Lasting Reminders

Letter from the Editor
1777

When I was 12, I wrote down everything I owned (which amounted to half the contents of my shared bedroom) on a sheet of loose-leaf paper, folded the list, and stowed it in my desk.

I’d like to see that list now. But it’s gone, like most of what appeared on that roster of possessions.

The belongings that survive our years are a random assortment: a campaign button, a cat’s eye marble, an “expert multiplier” card from fifth-grade math, a guitar pick, the collar of the family dog, and snapshots in an evolving array of photographic formats: photo-booth strips, Kodak Instamatic images, 35-mm slides, Polaroids.

Most people say photographs are what they would grab first if confronted with the threat of flood or fire. It’s not the object we crave, it’s the images of people we knew and loved peering into eternity from a square of paper.

Why, then, do old photographs end up on display tables at antique flea markets? Who are the people in those portraits and why did no one want them?

This month, when so many objects change hands in a happy frenzy of tearing and untying, we never know which carefully selected gifts might be the surviving remnants that one day tell the story of a life.

Who’s to say what will avoid the trash heap by staying safely concealed at the back of the closet or the bottom of a drawer, and what other gifts will be just a delight of the moment, a trinket that vanishes one day with no physical trace?

So imagine the daunting task 100 British Museum curators faced during their quest for a mere 100 objects that distill the history of the world. Their chosen items, now catalogued in a book, included a 2-million-year-old chopping tool made of stone and a chessboard circa 1150-1200 A.D., because “every chess set shows a society at war.”

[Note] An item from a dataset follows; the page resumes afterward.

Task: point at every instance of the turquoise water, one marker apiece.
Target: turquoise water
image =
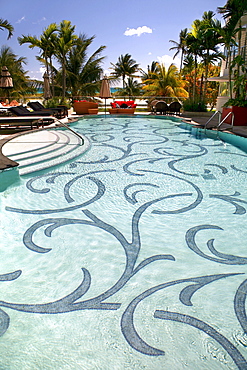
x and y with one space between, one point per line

Here in modern metro Detroit, our visual time capsule includes a stunning collection of skyscrapers and grand mansions that say, “We were a great city.”

Relics tell part of our human story. Consider the exquisite box unearthed recently in Jerusalem. The tiny token from 1,400 years ago reportedly contained two gold-leaf images of saints or Jesus and the Virgin Mary.

Forever lost in the vapor of time are the intangibles — the rush of greetings offered by guests, for example, who cross our holiday thresholds, their words swept along on a gust of frigid December air.

To the fragments of life, physical and non, I add this: our monthly gift for a great city, along with wishes from the Hour Detroit editorial staff — George, Cassidy, Aleene, Mark, Jen, and me — for a holiday season that’s a keeper.